It was hot, one of the first truly hot days of summer, and the sun had an intensity that caught me off guard. Saner types might have taken a seat on the plaza, where throngs of people had kicked off their shoes — and, in the case of a few toddlers, their clothes — to cool off in the fountain in front of Union Station. But I wasn’t looking for refreshment. I was on the hunt for soup — specifically, the Sichuan braised-beef noodle soup that I’d heard was the sleeper hit at Zoe Ma Ma, a family-owned noodle shop that expanded from Boulder to Denver this past winter. But since the soup is served only on Sundays, Mondays and Tuesdays, I had to seize the opportunity, regardless of the heat.
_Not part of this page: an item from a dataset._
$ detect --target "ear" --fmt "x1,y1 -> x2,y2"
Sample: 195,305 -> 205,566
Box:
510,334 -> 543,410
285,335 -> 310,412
Zoe Ma Ma, named for Anna Zoe, the 72-year-old Taiwanese chef and mother of owner Edwin Zoe, is set up as a fast-casual, with orders placed at the counter and names called as food is ready. It took a few minutes for someone to call my name — a pseudonym, not my real one — so I had plenty of time to load up on the smoky, soy-based Sichuan peppercorn dipping sauce that I generally pour over everything I order there and take it to a spot outside. After a few fruitless trips inside — there’s no way to hear your name called if you’re on the patio, and the restaurant doesn’t use pagers — I finally sat down with my beef-laden bowl.
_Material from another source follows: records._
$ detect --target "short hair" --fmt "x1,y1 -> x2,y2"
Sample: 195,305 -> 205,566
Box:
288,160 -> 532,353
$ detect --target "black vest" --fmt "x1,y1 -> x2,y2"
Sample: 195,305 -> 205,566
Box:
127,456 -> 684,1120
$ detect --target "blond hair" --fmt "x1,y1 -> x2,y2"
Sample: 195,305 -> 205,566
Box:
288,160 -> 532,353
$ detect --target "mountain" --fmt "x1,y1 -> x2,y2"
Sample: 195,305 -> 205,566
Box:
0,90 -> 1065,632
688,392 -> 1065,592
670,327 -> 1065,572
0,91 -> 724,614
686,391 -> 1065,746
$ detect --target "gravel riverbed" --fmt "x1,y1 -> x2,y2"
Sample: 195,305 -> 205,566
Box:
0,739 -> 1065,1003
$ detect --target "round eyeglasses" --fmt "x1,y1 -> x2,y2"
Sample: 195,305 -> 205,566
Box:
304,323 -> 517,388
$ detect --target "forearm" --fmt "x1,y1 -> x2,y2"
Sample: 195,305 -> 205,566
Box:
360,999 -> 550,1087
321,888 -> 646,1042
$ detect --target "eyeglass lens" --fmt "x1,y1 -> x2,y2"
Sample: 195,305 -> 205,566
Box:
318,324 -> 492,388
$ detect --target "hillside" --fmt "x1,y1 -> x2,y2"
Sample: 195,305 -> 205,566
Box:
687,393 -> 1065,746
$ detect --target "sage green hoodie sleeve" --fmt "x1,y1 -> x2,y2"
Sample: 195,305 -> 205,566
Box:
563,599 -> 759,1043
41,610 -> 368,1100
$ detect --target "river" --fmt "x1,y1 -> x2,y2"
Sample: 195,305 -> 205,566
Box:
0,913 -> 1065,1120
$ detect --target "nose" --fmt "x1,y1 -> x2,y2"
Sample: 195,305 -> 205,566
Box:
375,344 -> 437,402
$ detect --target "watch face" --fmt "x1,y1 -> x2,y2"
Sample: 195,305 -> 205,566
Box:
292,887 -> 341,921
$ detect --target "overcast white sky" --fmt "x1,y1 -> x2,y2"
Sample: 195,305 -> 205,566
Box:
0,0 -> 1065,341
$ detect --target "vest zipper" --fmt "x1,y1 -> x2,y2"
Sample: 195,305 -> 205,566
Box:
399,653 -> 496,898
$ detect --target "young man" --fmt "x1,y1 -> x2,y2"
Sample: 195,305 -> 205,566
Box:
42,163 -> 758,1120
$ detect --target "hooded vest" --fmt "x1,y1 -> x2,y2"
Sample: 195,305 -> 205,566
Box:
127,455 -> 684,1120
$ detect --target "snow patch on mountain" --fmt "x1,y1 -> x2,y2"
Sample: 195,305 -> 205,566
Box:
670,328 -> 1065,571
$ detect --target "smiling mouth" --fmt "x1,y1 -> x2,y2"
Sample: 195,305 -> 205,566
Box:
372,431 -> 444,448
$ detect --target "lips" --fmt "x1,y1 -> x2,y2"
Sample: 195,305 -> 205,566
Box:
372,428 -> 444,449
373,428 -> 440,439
Glistening droplets of fat skittered on the soup’s dark-brown surface, a promising sign of the kind of deeply flavored stock that can’t be rushed. Pushing past noodles that mere minutes ago had been a ball of dough, I filled my spoon with the murky liquid. Unlike other noodle-based dishes I’d tried at Zoe Ma Ma, which tended to be light, uncomplicated concoctions in which plain noodles were the star, this one was all about the broth. If that broth was well done, I knew I’d work my way to the bottom of the bowl, mercury be damned. If not, I’d just pack it up and try my luck in the fountain.
Bao (left to right): marinated pork, chicken curry and vegetarian.
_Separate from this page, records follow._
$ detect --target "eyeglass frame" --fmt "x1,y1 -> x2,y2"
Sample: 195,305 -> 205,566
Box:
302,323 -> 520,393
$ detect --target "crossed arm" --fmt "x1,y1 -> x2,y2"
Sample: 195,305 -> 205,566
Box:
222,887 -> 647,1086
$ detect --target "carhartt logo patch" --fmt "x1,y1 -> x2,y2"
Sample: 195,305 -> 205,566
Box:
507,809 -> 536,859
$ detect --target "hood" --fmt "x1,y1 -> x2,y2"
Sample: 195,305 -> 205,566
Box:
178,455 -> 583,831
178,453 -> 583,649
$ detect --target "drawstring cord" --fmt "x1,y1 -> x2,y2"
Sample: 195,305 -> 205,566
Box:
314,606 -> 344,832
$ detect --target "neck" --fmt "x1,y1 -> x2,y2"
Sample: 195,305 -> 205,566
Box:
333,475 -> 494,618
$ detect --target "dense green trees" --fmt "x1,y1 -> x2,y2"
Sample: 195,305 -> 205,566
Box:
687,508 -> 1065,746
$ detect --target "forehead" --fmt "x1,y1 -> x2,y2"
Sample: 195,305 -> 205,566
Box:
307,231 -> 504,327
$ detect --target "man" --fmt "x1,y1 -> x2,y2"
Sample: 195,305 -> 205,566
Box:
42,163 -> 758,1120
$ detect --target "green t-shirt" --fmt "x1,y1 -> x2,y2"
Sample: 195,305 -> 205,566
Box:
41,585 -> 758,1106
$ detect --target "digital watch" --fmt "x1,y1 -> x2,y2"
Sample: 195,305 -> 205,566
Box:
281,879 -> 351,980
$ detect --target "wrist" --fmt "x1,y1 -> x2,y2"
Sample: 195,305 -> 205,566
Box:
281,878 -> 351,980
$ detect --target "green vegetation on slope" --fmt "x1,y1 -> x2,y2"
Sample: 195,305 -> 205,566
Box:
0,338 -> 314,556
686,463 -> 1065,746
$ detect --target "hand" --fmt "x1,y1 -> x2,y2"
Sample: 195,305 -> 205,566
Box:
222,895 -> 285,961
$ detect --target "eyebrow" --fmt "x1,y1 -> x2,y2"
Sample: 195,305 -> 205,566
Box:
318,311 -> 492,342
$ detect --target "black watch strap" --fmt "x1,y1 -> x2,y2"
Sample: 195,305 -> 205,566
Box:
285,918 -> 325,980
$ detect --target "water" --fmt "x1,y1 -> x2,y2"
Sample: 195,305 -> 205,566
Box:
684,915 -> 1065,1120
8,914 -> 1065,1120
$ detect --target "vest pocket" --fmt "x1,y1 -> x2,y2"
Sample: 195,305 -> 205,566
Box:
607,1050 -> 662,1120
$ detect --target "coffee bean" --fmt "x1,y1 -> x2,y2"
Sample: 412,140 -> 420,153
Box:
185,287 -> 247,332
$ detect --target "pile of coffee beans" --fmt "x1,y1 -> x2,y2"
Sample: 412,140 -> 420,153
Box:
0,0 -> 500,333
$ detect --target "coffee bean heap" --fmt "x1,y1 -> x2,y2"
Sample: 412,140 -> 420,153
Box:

Needless to say, I never made it to the water: I was captivated by that beefy, full-bodied broth. The rest of the soup was equally alluring: bok choy, hunks of fork-tender beef that murmured of anise, and a tangle of chewy noodles that seemed a close cousin to ramen thanks to all the eggs. With every bite, the Sichuan noodle soup leapfrogged past the dishes I’d enjoyed on other visits: bao stuffed with pork fragrant with five-spice powder, the charmingly uneven buns the sign of the various hands that made them; pearl meatballs with rice poking out like porcupine quills; cool noodles with vegetables; even the crowd-pleasing za jiang mian, with more of those toothsome noodles topped by crisp quadrants of cucumbers, carrots, scallions and cilantro, and saucy pork ladled in the center. The soup was definitely my favorite dish on the menu.
The real menu, that is. Zoe Ma Ma also has a secret menu, and I have a few soft spots for dishes on that one, too, including the crispy, salty scallion pancake, with long green scallions threaded inside the batter. Seafood noodle soup is another favorite, with a light chicken stock that gleans as much flavor from ginger as it does from poultry. (It’s the same base as the chicken noodle soup.) Every bite of the seafood soup brings up something new: a poached egg, crispy bean sprouts and slivered snow peas, shrimp, curled squid, white fish balls stuffed with meat, chrysanthemum greens and long New Zealand mussels, their iridescent green shells just begging you to clean them off and fashion them into a necklace. I’ve heard whispers of other off-menu dishes, too, but they were never offered to me. Who knows? Maybe there’s a super-secret menu, reserved for those who are on Ma Ma’s good side.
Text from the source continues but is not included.